Slowly (almost excruciatingly so), I’m reducing my student loan debt. It was just in October that I announced how my student loan debt was down to $98 thousand and change. Well, today I can announce that it is down to $97 thousand and change. Sure, that might not seem like a big accomplishment, but when you’re in my position and you’re writing $1,000+ checks every month in an effort to speed up the repayment process, that’s big news.
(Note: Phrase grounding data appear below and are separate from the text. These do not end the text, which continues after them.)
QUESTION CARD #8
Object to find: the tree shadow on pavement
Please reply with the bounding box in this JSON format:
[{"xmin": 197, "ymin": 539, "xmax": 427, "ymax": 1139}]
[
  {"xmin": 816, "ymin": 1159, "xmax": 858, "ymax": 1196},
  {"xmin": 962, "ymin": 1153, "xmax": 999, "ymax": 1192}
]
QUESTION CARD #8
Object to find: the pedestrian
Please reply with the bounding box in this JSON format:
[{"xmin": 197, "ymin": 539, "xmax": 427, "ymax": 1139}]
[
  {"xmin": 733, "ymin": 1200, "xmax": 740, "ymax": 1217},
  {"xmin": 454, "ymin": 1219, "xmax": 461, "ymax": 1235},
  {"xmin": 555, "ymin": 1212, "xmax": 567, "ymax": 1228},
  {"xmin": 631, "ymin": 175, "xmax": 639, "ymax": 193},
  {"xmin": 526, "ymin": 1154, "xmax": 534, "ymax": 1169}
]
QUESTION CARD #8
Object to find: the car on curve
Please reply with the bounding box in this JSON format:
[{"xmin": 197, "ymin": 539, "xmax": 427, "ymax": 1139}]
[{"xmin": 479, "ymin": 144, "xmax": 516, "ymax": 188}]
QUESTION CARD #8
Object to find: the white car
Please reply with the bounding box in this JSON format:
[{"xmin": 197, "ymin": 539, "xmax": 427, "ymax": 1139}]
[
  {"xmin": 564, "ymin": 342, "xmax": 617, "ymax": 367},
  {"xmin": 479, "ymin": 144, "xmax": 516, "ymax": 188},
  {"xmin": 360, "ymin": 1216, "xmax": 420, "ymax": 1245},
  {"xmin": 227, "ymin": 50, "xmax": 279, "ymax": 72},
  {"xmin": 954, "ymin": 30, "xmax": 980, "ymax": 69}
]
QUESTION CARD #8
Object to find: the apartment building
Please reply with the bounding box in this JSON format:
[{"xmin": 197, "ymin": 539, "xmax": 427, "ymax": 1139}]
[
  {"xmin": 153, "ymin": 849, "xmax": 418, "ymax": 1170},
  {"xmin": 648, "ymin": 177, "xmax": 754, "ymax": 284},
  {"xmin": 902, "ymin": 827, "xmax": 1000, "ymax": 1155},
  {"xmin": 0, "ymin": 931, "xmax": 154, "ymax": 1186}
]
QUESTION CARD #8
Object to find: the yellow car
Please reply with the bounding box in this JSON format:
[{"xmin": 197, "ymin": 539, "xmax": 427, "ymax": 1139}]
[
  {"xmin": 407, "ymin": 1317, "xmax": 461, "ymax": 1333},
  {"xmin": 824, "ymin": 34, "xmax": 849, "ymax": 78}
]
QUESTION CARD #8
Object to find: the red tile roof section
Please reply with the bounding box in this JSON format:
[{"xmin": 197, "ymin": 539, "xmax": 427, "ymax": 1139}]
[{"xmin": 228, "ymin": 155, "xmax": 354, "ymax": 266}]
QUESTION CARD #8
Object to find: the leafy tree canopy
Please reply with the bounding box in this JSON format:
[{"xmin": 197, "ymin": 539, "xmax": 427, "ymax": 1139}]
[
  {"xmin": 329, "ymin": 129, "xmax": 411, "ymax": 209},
It would be great if these damn loans were out of the way and I didn’t have to worry about them. The more that I repay and the more that I learn about student loans, the more I wish that I had started to pay them back when I was in school. Out of control student loan debt can really stifle a person’s ability to move to the “next step” in life. For example, I was talking with one of my coworkers the other day about our 401k plan and how we all lost a large percentage of money last year, but we’re making it back this year. Well, I found out that she’s contributing 10% of each paycheck to the 401k. Ten percent! That’s pretty significant. The truth is that I spent the last year contributing 0% of each paycheck into the 401k plan – I just couldn’t afford to do it (and I make good money). I opted to take the money that wasn’t going into the 401k and, instead, put it against my student loans. I’m not sure if it helped at all (especially with the NJHESAA loan accruing interest at an outrageous 7.33% rate), but it’s what I had to do.
Extreme student loan debt is stifling – even for a guy like me who works a day job and teaches at night. In the coming year, I’m going to have my day job and I’ll be teaching at night during both the spring and fall semester as well as teaching online for the first time; I’ll also have my website company, which is growing a little bit bigger each month. My hope is that with all of these irons in the fire that enough income comes in where I can make a larger dent in at least one of my student loans (the NJHESAA one so I can be done with that organization once and for all). In the mean time, though, I’m wearing myself thin by working seemingly around the clock and not accumulating savings at the same rate that I could be accumulating them. Just think about it – since 2006 I’ve repaid about $25,000 in student loan debt and that’s just the principal. When you tack on interest, I’ve written student loan checks for over $35,000 in the last three years!
Pretty disgusting, huh?
I’m not overly bothered by it because I know that I have a plan to repay this debt quickly and efficiently. I am, however, annoyed that it seems more and more that I won’t be able to take advantage of the current housing slump due to the student loan debt. It’s not that I wouldn’t get approved for a mortgage by a bank (I think that I would be approved), rather it’s that the $35,000+ that I could have used as a down payment is gone. Yeah, I have some money sitting in the bank and I’m actually doing very well with my personal investments in the market and in my savings account, but $35,000+ is a lot of money!
Oh well. I leave those thoughts for another day. Today, though, I celebrate knowing that the student loan debt is down to $97 thousand and change. And I also “celebrate” knowing that an additional $1,300 payment is already in the mail – so I should have another post announcing how the debt is down to $96,000 very soon!